Il apparaît donc que le Gouvernement n’a pas tiré les leçons de la crise actuelle. Si nous poursuivons dans la voie du libéralisme, le nombre d’exploitations agricoles ainsi que les revenus de nos agriculteurs vont continuer de chuter inexorablement.

Cette loi n’apporte donc aucune réponse à la crise que traverse l’agriculture française !

La compétitivité ne doit pas se mesurer à l’aune de la concurrence et du profit mais sur la base de la qualité des aliments issus d’une agriculture respectueuse de l’environnement. Nous ne voulons pas d’une uniformisation ni d’une industrialisation massive de l’agriculture.

Au contraire, il nous faut une agriculture forte, présente sur tout le territoire, basée sur la sécurité sanitaire, le respect de l’environnement, la qualité des aliments et surtout la nécessité d’assurer un revenu équitable à la population agricole française.

Les aliments ne sont pas des biens de consommation comme les autres. De ce fait, les exploitations qui les produisent doivent être considérées différemment.

Je déplore donc que ce texte n’aborde pas ces aspects et plus particulièrement celui de la rémunération des agriculteurs. Nous ne pouvons plus tolérer, aujourd’hui, que certains d’entre eux vendent leur production à perte ! A ce sujet, le groupe socialiste a proposé d’instaurer un prix plancher permettant d’assurer aux agriculteurs une rémunération couvrant au minimum le prix de production. Pourtant, le Gouvernement a rejeté cette proposition qui relève du bon sens.

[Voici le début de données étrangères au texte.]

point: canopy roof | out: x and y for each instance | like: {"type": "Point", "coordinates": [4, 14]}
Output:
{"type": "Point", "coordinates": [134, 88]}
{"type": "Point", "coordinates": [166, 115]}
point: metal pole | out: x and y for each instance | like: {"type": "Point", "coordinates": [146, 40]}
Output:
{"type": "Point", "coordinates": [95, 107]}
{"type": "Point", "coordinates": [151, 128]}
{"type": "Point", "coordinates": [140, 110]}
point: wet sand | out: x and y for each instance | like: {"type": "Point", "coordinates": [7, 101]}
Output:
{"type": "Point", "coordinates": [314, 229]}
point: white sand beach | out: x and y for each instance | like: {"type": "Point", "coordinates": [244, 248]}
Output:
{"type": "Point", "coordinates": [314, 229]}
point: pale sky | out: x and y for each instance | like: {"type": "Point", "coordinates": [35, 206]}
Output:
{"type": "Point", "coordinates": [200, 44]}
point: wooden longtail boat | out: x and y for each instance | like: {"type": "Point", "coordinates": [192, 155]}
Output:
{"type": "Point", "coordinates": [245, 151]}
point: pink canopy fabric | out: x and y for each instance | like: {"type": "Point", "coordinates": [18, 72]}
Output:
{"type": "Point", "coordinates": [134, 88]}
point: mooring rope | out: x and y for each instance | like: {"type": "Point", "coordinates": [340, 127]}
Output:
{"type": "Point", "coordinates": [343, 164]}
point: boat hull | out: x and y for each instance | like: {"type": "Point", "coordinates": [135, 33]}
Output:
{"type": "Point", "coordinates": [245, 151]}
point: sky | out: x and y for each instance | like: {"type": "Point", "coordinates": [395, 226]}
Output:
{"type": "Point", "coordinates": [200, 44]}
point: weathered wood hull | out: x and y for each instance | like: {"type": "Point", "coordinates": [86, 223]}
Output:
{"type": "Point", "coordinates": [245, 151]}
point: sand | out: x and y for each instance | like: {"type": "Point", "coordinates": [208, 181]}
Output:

Comment repenser notre modèle agricole ?

Le gouvernement a une fois de plus, avec ce texte, démontré que sa politique s’inscrivait dans une logique purement libérale, ne prenant en compte ni les hommes ni les territoires.

Nous avons fait de nombreuses propositions pour revaloriser les retraites agricoles, favoriser l’aide à l’installation, mettre en place un contrôle accru de la production et des structures agricoles, promouvoir une agriculture de qualité respectant l’environnement tout en favorisant les circuits courts… Mais le Gouvernement a systématiquement rejeté ces propositions !

Je pense qu’il est pourtant indispensable, aujourd’hui, de repenser notre agriculture. Nous ne pouvons nous résoudre à vouloir toujours plus de compétitivité basée uniquement sur les prix, sans tenir compte du rôle tenu par le monde agricole, tant au niveau de l’aménagement rural que du tissu social ou de la préservation de notre environnement.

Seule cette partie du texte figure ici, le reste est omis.